Here at Name Warden, we work with trademarks, and we like beer. Lately we have seen a lot of beer companies feuding over trademark rights. For example, Magic Hat v Georgetown Brewing, Lagunitas v Sierra Nevada, Bell’s v Innovation Brewing, and on and on.
We were wondering why there seems to be so much squabbling over beer trademarks. Maybe as more craft breweries have gone into business, more new brands mean that people are tripping over each other.
We ran the numbers and here is what we found. Behold, fifty years of applications to register beer trademarks (click the image for a larger view):
There were upticks in applications to register beer trademarks in the mid-90s and then again between 2006 and 2010.
But the big movement is the big increase from 2011 to now.
2015 is on pace for about 5,500 new trademark applications for beer brands. That is over five times more than ten years ago, in 2005. So drink up, everybody. Cheers to protecting those new beer brands!

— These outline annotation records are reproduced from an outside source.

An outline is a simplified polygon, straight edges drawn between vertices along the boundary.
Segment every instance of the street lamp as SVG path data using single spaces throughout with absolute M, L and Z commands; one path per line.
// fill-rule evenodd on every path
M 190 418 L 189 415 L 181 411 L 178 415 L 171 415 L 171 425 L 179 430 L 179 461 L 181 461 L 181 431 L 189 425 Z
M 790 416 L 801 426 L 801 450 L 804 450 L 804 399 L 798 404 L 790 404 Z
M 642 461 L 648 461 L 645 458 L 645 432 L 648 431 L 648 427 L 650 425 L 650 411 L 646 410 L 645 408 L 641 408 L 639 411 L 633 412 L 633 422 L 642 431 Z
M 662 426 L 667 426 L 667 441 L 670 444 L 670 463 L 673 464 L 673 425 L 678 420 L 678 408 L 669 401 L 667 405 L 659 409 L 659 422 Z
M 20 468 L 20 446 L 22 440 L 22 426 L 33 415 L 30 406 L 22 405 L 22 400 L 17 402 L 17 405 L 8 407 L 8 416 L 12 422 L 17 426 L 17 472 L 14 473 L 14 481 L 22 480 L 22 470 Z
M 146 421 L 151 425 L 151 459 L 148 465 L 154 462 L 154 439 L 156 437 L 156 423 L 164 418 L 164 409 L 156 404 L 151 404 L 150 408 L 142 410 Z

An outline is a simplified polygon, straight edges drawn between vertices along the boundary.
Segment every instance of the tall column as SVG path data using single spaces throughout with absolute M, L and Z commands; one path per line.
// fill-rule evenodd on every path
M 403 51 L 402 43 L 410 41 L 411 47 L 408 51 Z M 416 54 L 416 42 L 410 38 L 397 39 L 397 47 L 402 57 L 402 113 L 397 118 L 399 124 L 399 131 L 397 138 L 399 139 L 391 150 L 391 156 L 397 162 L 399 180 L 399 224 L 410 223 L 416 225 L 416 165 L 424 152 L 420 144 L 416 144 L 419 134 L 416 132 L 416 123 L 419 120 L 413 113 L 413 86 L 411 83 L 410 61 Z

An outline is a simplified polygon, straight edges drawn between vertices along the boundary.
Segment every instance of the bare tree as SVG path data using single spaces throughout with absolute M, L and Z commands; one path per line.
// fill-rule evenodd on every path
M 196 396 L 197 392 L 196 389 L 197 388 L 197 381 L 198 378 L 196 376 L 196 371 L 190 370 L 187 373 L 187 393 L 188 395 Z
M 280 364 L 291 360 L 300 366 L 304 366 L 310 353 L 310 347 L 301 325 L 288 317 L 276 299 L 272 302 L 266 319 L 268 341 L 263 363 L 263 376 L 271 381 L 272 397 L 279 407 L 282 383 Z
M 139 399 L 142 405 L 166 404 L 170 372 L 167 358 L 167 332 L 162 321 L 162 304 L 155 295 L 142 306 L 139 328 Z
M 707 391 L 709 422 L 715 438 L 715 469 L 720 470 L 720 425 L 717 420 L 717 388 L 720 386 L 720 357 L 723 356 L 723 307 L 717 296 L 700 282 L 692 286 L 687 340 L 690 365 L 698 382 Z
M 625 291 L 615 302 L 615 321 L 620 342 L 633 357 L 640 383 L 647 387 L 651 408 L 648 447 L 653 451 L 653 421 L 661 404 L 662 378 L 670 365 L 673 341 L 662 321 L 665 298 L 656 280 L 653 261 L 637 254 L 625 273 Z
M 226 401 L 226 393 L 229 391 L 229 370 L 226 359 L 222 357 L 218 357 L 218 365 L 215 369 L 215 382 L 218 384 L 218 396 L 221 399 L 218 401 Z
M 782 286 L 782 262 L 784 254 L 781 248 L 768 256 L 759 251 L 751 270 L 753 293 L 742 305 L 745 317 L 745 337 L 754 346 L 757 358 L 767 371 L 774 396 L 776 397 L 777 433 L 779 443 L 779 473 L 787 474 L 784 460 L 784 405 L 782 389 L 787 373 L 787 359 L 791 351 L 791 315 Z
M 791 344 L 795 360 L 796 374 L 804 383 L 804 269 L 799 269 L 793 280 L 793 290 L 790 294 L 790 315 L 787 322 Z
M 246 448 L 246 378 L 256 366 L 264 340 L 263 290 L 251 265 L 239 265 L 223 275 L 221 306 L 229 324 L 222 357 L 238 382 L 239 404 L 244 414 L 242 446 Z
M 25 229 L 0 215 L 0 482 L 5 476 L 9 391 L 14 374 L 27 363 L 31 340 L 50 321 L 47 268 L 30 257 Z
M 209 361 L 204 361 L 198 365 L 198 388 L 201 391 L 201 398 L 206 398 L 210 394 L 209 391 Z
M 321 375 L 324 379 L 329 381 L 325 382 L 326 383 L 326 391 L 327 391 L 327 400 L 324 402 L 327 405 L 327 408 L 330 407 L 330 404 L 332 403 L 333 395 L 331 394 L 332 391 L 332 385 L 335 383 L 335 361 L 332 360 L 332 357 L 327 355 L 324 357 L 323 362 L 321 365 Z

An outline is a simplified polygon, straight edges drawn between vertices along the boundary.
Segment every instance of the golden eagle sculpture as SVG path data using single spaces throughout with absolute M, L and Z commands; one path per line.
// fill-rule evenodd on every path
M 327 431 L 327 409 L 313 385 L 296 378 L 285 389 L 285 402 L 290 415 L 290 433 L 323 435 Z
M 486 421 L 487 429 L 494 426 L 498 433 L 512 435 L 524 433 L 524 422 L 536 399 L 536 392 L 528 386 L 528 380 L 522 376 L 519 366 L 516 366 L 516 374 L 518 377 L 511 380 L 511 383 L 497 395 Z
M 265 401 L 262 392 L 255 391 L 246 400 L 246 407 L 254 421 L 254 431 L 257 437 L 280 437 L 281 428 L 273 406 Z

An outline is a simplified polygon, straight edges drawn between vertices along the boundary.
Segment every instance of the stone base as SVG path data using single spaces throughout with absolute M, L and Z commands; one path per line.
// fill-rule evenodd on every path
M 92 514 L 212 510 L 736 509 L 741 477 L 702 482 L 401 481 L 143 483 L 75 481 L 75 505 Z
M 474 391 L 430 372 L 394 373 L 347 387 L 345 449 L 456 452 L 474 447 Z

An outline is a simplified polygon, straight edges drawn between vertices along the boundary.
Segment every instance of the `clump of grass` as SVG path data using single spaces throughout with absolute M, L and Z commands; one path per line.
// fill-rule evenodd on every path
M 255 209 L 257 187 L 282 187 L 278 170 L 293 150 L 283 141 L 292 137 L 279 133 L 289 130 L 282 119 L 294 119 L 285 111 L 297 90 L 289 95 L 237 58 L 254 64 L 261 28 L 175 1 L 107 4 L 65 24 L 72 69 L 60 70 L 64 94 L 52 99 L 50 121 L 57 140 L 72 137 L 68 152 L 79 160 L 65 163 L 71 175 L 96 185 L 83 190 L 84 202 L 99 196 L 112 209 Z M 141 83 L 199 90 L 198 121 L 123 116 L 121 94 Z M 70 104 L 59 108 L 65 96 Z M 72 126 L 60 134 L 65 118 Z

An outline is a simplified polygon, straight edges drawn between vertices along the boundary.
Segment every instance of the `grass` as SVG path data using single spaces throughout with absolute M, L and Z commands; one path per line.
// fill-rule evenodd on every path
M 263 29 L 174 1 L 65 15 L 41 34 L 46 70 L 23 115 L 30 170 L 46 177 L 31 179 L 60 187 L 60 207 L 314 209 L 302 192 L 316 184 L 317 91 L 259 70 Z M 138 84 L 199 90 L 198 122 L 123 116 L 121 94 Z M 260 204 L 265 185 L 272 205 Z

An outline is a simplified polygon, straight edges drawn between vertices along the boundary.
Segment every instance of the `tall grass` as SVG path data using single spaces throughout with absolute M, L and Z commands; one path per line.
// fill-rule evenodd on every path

(We searched Name Warden’s USPTO data in International Trademark Class 32, the classification that includes beer, here are the number of marks each year that have included the word “beer” in the description of goods. We have excluded any that refer to “non-alcoholic,” to exclude applications to register trademarks for things like root beer or ginger beer, which are also part of International Class 32.)